Yes, better special effects would make from some jaw-dropping images, but would that improve upon the film’s message? In my opinion, no.
A good film – critics are missing the point.
Author: germanman from The Real LA – on the South Coast
2 July 2002
I first saw the film as a high school student attending a Department of Defense school in Germany in the early 1980’s. The film was shown in school and it scared the bejeeezus out of me and many of my fellow students. We were dealing with Red Army Faction terrorism, car bombs, bomb threats at school and only a few hundred miles from the border to East Germany. The concepts were quite accurate: if the eastern bloc came over the border, then the ONLY NATO response could be to fight a delayed retreat, blowing up roads and bridges as the US and Nato forces were pushed back and most of Germany would have fallen to the Eastern Bloc before any offensive action could have been taken. The scenario leading to the nuclear attacks are quite real and plausible.
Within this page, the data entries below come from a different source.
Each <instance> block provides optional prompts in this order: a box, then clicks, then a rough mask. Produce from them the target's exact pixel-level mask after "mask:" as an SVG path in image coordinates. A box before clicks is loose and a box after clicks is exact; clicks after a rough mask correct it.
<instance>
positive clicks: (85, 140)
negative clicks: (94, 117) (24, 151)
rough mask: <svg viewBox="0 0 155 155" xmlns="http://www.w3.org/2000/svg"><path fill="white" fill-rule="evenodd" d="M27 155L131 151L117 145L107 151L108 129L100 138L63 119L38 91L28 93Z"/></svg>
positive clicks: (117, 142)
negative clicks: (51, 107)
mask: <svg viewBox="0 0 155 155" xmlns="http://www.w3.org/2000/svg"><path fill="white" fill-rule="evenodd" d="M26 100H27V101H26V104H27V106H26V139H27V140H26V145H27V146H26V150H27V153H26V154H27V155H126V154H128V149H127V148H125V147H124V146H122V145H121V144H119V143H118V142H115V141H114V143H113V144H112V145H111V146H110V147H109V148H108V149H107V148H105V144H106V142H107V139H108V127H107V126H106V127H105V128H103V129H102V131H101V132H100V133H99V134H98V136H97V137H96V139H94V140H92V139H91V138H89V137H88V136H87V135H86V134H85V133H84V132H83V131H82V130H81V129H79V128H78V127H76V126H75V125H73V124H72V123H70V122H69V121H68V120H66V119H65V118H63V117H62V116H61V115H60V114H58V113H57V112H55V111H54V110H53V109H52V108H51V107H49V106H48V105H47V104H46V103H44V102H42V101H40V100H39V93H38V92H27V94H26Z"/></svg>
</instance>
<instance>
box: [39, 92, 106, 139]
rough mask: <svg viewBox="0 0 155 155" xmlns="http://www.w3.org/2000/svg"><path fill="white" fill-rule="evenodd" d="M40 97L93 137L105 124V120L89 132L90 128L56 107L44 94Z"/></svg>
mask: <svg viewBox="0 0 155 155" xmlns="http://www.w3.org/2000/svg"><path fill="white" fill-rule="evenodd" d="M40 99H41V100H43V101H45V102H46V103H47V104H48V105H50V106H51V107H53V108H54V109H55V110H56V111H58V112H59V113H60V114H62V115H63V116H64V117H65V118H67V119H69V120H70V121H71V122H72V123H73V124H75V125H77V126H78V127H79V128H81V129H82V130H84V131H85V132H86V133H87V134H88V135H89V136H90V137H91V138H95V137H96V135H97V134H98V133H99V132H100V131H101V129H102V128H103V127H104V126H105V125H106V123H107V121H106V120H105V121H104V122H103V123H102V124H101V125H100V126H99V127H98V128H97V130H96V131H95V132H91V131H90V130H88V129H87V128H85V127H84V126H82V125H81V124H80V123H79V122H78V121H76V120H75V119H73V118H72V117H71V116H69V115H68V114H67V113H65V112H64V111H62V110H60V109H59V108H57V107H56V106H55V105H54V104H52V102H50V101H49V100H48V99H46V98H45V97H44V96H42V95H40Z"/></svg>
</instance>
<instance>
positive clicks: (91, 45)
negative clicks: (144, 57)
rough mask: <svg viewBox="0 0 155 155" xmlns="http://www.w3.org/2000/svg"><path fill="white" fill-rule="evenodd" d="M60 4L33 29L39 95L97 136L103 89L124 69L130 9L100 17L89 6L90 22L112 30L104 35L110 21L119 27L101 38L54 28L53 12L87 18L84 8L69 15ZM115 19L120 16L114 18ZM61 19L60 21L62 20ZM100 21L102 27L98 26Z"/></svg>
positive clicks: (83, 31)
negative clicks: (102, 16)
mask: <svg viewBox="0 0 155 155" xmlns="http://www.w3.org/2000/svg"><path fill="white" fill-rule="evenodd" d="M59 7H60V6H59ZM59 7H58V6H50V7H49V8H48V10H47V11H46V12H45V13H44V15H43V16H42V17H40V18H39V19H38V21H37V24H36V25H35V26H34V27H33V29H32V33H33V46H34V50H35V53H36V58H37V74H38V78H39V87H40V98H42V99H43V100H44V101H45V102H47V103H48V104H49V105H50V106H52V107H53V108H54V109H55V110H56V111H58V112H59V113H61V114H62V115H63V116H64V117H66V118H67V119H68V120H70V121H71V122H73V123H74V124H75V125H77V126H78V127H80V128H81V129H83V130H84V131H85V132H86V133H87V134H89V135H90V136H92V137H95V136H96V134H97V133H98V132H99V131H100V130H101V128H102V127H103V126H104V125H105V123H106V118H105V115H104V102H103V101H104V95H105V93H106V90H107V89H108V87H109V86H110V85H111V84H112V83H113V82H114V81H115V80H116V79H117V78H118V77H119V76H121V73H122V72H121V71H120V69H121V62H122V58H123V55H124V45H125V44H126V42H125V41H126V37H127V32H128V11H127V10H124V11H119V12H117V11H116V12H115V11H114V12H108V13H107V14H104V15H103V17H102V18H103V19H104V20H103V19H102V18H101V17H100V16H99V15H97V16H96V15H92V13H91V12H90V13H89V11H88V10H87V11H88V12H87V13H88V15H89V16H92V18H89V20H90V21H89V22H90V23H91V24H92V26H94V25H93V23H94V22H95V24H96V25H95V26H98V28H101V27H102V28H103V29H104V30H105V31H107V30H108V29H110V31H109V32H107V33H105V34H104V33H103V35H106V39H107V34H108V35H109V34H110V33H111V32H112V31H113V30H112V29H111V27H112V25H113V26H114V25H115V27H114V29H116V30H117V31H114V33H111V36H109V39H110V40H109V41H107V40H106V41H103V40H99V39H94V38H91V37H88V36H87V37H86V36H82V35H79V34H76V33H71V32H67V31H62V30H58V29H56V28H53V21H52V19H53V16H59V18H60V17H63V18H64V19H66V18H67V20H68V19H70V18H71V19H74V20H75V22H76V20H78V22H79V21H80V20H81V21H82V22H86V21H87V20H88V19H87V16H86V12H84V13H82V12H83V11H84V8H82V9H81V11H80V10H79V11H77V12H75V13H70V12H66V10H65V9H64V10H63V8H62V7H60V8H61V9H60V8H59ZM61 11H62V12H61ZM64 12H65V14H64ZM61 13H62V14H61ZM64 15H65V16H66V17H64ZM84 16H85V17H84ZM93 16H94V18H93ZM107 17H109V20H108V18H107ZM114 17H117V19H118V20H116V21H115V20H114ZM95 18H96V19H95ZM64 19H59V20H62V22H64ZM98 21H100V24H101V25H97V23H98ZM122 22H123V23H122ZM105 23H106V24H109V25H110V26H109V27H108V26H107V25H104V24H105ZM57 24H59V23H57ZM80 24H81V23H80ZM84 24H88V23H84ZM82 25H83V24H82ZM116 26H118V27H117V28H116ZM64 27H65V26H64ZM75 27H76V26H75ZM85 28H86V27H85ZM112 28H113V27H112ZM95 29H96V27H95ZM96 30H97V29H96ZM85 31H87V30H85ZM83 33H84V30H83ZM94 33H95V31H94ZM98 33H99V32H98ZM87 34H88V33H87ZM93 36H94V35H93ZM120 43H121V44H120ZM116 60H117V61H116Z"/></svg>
The critics say the film was not graphic enough (they prefer things like Threads) or too graphic (prefering more subtile films like Testament ). There is no need to be totally graphic and accurate in portraying the events. Yes, we know it would be worse. But the goal is not to gross everyone out. We want younger audiences to see the film too – and that would never happen with something like theads. Likewise, a mored emotional but action lacking film would not draw in the audiences. The purpose was to ‘get the point accross’ and I think it did that very successfully – bad acting, flubbed lines, stock footage and all. It showed enough of the circumstances surrounding the events for those who had some education in things could recognize issues and say,”Yes thats right” while not being overly graphic so that only adults could see it.
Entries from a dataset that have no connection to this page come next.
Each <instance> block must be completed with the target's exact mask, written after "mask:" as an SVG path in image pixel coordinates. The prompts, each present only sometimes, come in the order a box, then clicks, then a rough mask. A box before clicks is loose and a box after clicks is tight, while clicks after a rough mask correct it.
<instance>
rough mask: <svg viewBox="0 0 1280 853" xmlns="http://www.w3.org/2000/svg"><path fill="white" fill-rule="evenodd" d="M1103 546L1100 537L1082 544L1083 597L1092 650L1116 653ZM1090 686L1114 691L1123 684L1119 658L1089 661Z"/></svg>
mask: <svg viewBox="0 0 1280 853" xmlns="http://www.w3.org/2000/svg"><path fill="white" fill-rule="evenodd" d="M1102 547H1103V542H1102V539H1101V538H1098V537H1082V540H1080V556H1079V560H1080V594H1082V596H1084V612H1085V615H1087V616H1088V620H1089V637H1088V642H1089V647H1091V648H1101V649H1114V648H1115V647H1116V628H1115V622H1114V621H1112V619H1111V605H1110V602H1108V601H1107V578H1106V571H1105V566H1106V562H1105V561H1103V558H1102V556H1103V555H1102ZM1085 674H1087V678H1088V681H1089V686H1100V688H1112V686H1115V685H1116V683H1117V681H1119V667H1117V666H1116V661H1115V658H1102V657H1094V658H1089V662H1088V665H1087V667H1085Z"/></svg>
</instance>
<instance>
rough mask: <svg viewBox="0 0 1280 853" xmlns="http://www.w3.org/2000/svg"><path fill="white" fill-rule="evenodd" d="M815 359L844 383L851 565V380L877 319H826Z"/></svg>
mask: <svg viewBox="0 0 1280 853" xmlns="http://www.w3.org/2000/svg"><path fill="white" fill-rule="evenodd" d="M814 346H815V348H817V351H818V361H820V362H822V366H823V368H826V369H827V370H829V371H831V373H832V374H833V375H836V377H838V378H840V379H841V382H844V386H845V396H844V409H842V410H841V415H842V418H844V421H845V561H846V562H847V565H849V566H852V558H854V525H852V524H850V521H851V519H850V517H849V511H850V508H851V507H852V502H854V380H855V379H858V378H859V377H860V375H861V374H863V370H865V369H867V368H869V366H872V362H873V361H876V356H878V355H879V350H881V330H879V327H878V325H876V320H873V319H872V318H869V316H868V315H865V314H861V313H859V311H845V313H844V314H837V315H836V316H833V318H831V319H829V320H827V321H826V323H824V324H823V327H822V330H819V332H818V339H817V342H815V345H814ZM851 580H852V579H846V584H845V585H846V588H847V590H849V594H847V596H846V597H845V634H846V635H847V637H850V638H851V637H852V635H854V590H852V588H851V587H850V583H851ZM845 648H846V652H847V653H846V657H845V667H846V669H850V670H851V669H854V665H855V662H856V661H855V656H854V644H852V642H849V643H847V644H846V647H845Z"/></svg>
If you want to see an action movie about nuclear war or you want to see a touchy-feely emotional treatment of the losses due to war – this film is not for you. The purpose of this film is to show what nuclear war may be like (in a very superficial way) and to remind everyone that it must NEVER happen again. Back in the early 1980’s with the Soviets under a rotating leadership of old hardliners and the US with Ronny talking smack – the threat was very real and the reality check this film delivers was needed. It doesn’t play as well in the year 2002 – but you must remember when a film was made when you see it.